Our assignment for week one is to answer one of the following questions: Why Do I Lead? or Why I’m an educator? As you can see from the title of the post, I chose the second option. I look forward to sharing my learning here as the year continues…Now, back to my assignment.
|photo via http://edelmaneditions.com/|
Somewhere on my journey to be a Major League Baseball player, I was detoured by the fact that my fastball topped out at about 70 miles per hour and my ability to hit a pitch any faster than that occurred at a success rate of well under 30%. So I quickly adjusted my plan to play professional sports and instead decided to focus on writing about them. I was much more fortunate in Plan B, landing a full-time sports writing position at a local newspaper a few years out of college. At first, it was a lot of fun covering sporting events and getting paid for it. It was even more exciting when I got to cover the Bruins beat and a few Celtics games.
However, after about a year of experiencing the routine of a full-time sports writer, I came to the conclusion that something was missing. I was not feeling the sense of connectedness and excitement that I had felt when I was able to be part of a team. After a great deal of thought, I quit what I thought was my dream job and decided to go back to school to become a teacher.

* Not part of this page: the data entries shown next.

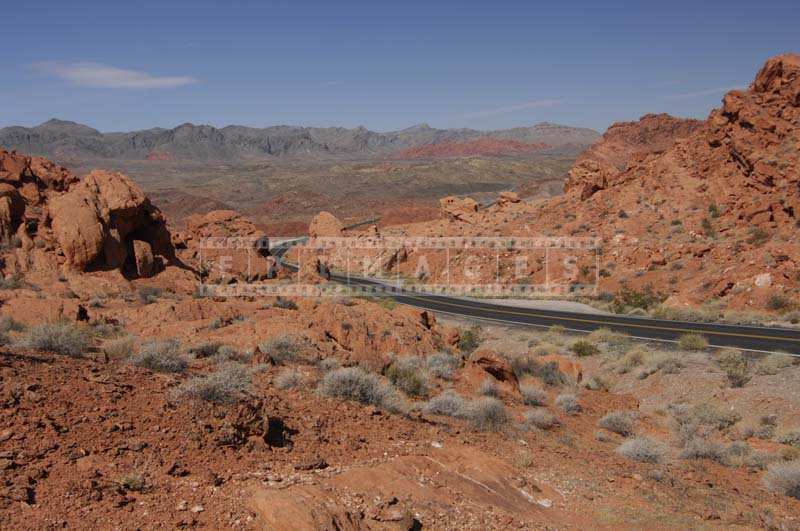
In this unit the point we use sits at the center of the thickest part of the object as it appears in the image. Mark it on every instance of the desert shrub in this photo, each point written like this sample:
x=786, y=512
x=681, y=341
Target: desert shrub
x=60, y=337
x=784, y=478
x=539, y=418
x=758, y=236
x=289, y=379
x=449, y=404
x=619, y=422
x=692, y=341
x=285, y=304
x=442, y=365
x=569, y=404
x=702, y=448
x=470, y=339
x=281, y=349
x=8, y=324
x=533, y=396
x=406, y=374
x=584, y=348
x=161, y=356
x=489, y=388
x=220, y=387
x=791, y=437
x=329, y=364
x=120, y=348
x=487, y=414
x=775, y=363
x=643, y=449
x=735, y=365
x=149, y=294
x=644, y=299
x=205, y=350
x=354, y=383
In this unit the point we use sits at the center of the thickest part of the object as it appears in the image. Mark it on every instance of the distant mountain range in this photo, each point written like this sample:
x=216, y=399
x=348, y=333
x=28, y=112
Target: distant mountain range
x=62, y=140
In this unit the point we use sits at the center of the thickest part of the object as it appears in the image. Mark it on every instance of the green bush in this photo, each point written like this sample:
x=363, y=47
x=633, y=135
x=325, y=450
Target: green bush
x=692, y=341
x=60, y=337
x=584, y=348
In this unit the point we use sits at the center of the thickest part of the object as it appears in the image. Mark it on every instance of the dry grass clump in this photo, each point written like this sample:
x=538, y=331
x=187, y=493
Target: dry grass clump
x=569, y=404
x=449, y=404
x=161, y=356
x=442, y=365
x=533, y=396
x=120, y=348
x=791, y=437
x=221, y=387
x=619, y=422
x=487, y=414
x=289, y=379
x=539, y=418
x=407, y=375
x=784, y=478
x=282, y=349
x=643, y=449
x=354, y=383
x=692, y=342
x=735, y=365
x=60, y=337
x=489, y=388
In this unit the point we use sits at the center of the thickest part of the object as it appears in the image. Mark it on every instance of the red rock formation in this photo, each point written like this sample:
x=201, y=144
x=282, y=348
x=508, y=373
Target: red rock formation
x=480, y=146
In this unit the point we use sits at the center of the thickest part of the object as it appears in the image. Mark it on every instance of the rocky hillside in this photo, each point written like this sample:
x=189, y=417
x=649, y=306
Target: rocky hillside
x=64, y=140
x=697, y=211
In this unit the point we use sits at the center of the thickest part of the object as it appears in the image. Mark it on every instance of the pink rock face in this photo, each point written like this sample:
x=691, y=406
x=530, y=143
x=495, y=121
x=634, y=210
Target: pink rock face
x=459, y=208
x=324, y=225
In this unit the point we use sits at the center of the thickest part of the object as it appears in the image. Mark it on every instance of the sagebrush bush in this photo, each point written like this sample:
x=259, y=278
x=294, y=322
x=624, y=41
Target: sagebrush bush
x=161, y=356
x=692, y=341
x=569, y=404
x=282, y=349
x=120, y=348
x=487, y=414
x=784, y=478
x=489, y=388
x=533, y=396
x=643, y=449
x=442, y=365
x=406, y=374
x=354, y=383
x=221, y=387
x=619, y=422
x=449, y=404
x=584, y=348
x=539, y=418
x=791, y=437
x=289, y=379
x=60, y=337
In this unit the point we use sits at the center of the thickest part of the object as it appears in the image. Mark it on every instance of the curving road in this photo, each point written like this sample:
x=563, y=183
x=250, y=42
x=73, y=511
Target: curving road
x=757, y=338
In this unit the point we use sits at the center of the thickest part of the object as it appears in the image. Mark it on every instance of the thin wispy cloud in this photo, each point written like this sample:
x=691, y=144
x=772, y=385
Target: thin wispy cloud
x=512, y=108
x=102, y=76
x=706, y=92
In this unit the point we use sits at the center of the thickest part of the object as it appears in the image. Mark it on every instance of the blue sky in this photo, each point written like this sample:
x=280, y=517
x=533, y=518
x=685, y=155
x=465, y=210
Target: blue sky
x=385, y=65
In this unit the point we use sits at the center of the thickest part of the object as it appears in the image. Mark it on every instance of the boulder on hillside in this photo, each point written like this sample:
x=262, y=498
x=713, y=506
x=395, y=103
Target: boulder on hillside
x=98, y=219
x=458, y=208
x=325, y=225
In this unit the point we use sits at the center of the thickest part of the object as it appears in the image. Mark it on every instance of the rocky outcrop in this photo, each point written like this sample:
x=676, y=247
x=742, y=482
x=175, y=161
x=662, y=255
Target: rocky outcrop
x=97, y=221
x=325, y=225
x=224, y=245
x=459, y=208
x=89, y=224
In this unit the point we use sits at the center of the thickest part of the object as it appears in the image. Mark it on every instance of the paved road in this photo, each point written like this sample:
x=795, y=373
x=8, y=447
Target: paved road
x=768, y=339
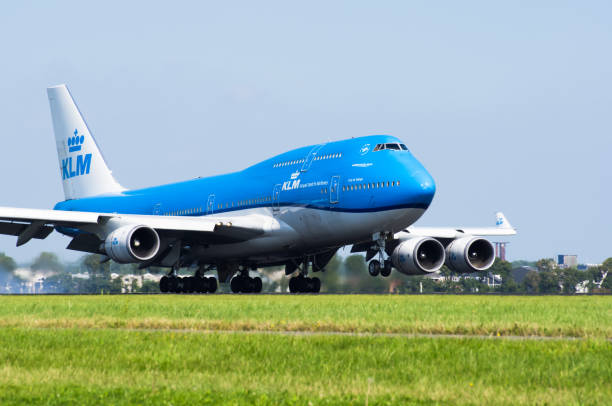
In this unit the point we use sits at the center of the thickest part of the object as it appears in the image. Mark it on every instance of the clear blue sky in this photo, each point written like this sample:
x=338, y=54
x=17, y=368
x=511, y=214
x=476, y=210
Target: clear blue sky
x=507, y=104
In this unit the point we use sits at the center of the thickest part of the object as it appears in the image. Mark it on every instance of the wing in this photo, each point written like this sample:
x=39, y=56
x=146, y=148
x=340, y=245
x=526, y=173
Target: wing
x=35, y=223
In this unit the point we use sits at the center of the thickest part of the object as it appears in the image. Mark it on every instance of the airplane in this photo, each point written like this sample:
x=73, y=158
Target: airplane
x=294, y=210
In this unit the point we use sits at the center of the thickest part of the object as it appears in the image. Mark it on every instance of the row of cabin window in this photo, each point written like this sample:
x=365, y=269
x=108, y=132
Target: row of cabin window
x=373, y=185
x=301, y=161
x=391, y=146
x=220, y=206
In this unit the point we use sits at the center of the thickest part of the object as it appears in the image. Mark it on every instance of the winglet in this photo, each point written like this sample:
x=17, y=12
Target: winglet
x=501, y=221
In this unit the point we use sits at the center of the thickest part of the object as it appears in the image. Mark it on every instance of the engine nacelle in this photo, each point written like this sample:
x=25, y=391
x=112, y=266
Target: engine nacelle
x=470, y=254
x=418, y=256
x=129, y=244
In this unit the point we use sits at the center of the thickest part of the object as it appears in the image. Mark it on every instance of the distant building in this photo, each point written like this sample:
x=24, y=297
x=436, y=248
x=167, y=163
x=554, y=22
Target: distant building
x=519, y=274
x=567, y=261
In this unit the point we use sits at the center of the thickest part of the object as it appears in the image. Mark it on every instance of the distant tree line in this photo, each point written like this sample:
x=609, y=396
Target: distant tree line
x=343, y=275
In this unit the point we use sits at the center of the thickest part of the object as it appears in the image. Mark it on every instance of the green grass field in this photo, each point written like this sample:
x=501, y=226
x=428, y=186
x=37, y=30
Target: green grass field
x=194, y=350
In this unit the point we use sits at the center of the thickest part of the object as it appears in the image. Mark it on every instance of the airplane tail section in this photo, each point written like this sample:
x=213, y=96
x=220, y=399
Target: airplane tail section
x=83, y=169
x=501, y=221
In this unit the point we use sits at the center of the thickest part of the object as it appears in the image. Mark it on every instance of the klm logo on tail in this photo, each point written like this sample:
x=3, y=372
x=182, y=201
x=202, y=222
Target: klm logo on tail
x=81, y=164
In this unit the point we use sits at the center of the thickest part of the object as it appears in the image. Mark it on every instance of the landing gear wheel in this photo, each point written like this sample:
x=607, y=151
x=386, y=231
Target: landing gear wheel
x=374, y=267
x=164, y=284
x=190, y=284
x=293, y=285
x=386, y=270
x=300, y=284
x=258, y=285
x=236, y=284
x=316, y=285
x=212, y=285
x=173, y=284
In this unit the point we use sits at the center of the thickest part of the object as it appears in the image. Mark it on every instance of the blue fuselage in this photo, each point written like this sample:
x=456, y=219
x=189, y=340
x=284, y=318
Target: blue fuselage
x=333, y=194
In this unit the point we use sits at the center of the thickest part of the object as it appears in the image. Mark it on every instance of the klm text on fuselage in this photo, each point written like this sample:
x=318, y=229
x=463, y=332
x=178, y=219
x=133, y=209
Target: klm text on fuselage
x=70, y=169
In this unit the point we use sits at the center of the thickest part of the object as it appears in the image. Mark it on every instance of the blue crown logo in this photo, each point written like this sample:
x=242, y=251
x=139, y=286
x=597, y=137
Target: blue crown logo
x=75, y=143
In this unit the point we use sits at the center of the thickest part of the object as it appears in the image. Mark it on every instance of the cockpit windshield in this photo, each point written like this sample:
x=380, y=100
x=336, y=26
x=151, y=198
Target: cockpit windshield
x=391, y=146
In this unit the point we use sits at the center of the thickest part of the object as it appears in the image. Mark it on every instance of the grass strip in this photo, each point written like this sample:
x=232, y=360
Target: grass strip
x=548, y=316
x=72, y=366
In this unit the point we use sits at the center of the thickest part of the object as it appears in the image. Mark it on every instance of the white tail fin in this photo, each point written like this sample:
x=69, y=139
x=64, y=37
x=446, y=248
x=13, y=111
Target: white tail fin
x=82, y=167
x=501, y=221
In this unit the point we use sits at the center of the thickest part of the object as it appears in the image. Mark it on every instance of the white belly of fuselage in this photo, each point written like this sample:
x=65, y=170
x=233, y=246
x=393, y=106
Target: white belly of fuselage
x=311, y=231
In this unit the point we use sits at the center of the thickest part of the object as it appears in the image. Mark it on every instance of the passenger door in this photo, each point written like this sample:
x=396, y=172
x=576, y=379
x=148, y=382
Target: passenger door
x=210, y=205
x=311, y=156
x=334, y=190
x=276, y=199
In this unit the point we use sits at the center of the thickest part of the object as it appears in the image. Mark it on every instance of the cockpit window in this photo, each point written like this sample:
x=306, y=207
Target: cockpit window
x=392, y=146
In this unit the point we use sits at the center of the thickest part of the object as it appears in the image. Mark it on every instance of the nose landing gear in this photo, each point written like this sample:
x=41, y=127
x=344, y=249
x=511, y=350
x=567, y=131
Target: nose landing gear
x=302, y=283
x=242, y=283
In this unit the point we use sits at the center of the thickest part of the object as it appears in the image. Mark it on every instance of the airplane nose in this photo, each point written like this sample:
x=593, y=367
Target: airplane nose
x=424, y=187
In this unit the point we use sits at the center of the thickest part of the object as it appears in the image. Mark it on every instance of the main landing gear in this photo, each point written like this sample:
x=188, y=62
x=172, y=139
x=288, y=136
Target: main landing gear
x=189, y=284
x=172, y=283
x=302, y=284
x=375, y=268
x=243, y=283
x=380, y=266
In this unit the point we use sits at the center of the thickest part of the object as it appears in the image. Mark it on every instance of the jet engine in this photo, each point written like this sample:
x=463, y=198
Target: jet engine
x=418, y=256
x=132, y=244
x=470, y=254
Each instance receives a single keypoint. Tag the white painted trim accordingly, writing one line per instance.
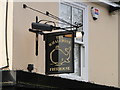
(84, 7)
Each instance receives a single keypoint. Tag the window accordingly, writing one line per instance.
(75, 13)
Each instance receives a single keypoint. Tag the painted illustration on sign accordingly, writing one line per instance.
(59, 54)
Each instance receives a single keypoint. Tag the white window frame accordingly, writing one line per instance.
(84, 51)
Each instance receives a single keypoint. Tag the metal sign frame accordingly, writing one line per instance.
(55, 68)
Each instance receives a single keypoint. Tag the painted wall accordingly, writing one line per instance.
(3, 59)
(23, 40)
(119, 49)
(103, 47)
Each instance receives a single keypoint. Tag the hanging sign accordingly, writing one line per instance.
(59, 52)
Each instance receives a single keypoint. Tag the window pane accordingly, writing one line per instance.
(65, 14)
(77, 17)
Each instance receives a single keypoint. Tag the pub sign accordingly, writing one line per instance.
(59, 52)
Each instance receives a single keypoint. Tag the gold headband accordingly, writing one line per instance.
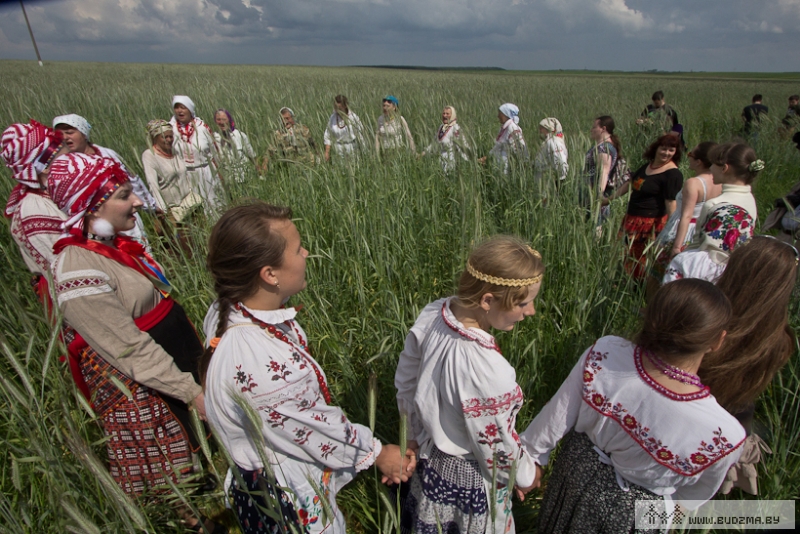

When I think about my path to “Plan C” it is clear that this was my destined path all along. First of all, I was raised by a teacher (my mom Nancy pictured below with 3 of her six grandkids). My mom raised my brother and I as a single parent after the death of my father in my middle school years and some of my fondest memories were tagging along with her to her school and classroom.
In addition, my biggest male influences through my junior high and high school years were a few of my male teachers and coaches. I can honestly say that I was blessed to have so many caring adults that helped me far beyond my academic pursuits. The truth of the matter is that school has always felt like home to me due to the nurturing environment created at the high school I attended. Ironically, many of these same teachers were big influences when I returned to my alma mater to work as an English teacher (and later an Assistant Principal).
As I enter my 17th year year as an administrator, it is unbelievably satisfying to have a career that I love so deeply. It is a privilege to be able to work in a profession where you have the ability to support the development of young people! I can only imagine where I would be today if I hadn’t been in schools where so many educators felt the same way!